Founder Apoorva Mehta will be the first to tell you that there have been some "spectacular failures" in the online grocery shopping space. Yet, where companies like Webvan failed during the dot-com bust, Mehta believes Instacart will succeed. The company aims to be the connection between customers and merchants, providing real-time inventory to side-step supply and demand issues, just the way Uber does for car service. Now, you can order cereal or snacks for the office with the click of a button.
Move over, Sean Parker. Nineteen-year-old hackers Samvit Ramadurgam and Ritik Malhotra claim to have hit upon the secret sauce to successfully connect like-minded strangers: text messages. The founders say 80% of Hubchilla's current user base is 17-24 year-olds and it's spreading virally. Unlike services such as Airtime and Chatroulette--both of which require users to be online to engage in conversation--Hubchilla provides asynchronous communication between random people. The start-up pulls information from users' Facebook profiles to match them according to interests, gender, and location.

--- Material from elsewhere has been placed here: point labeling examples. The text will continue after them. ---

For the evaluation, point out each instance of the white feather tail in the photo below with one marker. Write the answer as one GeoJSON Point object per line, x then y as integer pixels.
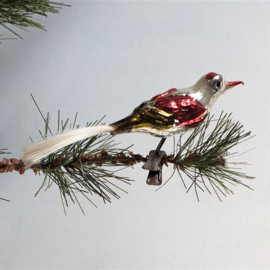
{"type": "Point", "coordinates": [35, 152]}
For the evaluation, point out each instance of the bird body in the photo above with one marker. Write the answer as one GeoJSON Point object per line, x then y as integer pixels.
{"type": "Point", "coordinates": [166, 114]}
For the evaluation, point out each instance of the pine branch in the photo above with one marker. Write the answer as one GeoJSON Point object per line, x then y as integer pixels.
{"type": "Point", "coordinates": [202, 158]}
{"type": "Point", "coordinates": [20, 13]}
{"type": "Point", "coordinates": [82, 167]}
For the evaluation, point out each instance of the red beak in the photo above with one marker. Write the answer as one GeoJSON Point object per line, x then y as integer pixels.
{"type": "Point", "coordinates": [233, 84]}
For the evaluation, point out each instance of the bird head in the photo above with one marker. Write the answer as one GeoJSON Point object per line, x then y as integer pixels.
{"type": "Point", "coordinates": [218, 84]}
{"type": "Point", "coordinates": [211, 86]}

Founders Jamie Wong and Tim Robertson say they want to monetize people's passions for their home cities. Instead of offering a room or an apartment a la Airbnb, Vayable users offer their local knowledge. A Parisian art connoissuer might provide personal Louvre tours or a San Franicsco foodie might offer to show travelers the hottest dining spots. So far, Vayable has over 3,000 guides available in 600 cities across the globe. The founders were eager to point out that tours and activities make up the fastest growing segment of leisure travel in the U.S. They also were quick to highlight that Vayable’s growth is on par with where Airbnb was when it pitched at Demo Day in 2009.